2018年02月10日 山内右兵衛佐伊右衛門俊胤
前林城
前林城について調べてみると、前林城のあった場所付近には城が二つあったということが分かった。一つはマップ上にある前林館(字ミジョウ)、もう一つは前林館の台地を北側に降りた先の台地上にあった前林城(字城山)である。しかし、前林城があった台地は成田空港建設時に土取りにあったらしく、今は跡形もない。国土地理院地図の61~64年空中写真を見ると、台地が確認できる。悲しい事だが、これもまた歴史。気を取り直して前林館を見る。妙見神社と道を挟んだ向かい側が、館のあった場所とされる。台地の斜面に切岸を設けただけの2郭の城館であったと見られるが、更に北側の斜面や妙見神社部分にも遺構のようなものが見られるため、もっと複雑な城郭だったのかも知れない。そうだとすると、前林城と前林館の関係が気になる。城郭絵図を多数描いている余湖氏は前林館が本来の居館で戦国期に籠城のために築いたのが前林城ではないかと見ている。
2016年10月30日 まー刑部卿
前林城
先人も云われているように道幅狭くなおかつ妙見社過ぎるとUターンも出来ません。駐車場なし。そのため愛宕神社向かいの空き地に駐車して歩いて行かれると良いです。

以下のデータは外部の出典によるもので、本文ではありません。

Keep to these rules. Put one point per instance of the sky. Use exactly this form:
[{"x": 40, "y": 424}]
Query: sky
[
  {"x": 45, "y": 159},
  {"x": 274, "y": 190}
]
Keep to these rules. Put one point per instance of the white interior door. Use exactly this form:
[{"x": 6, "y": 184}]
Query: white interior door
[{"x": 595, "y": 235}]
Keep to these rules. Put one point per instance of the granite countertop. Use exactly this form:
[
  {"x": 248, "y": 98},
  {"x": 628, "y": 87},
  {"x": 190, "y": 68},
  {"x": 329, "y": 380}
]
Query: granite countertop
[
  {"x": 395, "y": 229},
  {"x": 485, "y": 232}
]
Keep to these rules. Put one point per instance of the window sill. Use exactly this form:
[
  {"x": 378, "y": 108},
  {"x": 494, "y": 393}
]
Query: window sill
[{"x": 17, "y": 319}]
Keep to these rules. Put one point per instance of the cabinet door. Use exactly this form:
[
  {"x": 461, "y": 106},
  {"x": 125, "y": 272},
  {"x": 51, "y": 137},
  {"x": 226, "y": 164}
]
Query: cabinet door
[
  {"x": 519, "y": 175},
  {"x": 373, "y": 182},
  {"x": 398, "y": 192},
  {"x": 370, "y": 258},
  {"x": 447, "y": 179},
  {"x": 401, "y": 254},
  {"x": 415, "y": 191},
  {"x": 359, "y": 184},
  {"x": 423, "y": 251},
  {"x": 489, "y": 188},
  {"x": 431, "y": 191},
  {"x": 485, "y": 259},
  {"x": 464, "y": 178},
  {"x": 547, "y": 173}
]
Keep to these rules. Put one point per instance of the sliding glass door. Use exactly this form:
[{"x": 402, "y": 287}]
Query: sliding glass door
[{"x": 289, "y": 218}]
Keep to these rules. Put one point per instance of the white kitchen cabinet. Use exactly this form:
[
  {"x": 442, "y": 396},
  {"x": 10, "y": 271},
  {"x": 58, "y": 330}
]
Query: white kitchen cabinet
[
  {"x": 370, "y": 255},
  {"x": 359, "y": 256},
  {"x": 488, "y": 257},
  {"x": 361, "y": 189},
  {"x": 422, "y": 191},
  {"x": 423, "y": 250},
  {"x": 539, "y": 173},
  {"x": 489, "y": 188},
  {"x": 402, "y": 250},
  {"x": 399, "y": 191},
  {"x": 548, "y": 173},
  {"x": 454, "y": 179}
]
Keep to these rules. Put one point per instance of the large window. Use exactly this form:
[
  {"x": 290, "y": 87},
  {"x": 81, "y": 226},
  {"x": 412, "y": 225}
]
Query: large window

愛宕神社境内は鎖がしてあり駐車は出来ません。
2016年02月13日 蓬左の武将尾張守⚡️晋作
前林城
妙見社までの道筋には民家もあるが、周辺の道はかなり狭い。
妙見社の鳥居が目印となり、鎮座する場所も曲輪と言える。
鳥居前の道を下りていく切通しのような鬱蒼とした道筋の左右には土塁や堀址と思われる竹林が残る。
妙見社が祀ってあることから千葉氏の一族に由来する城と思われる。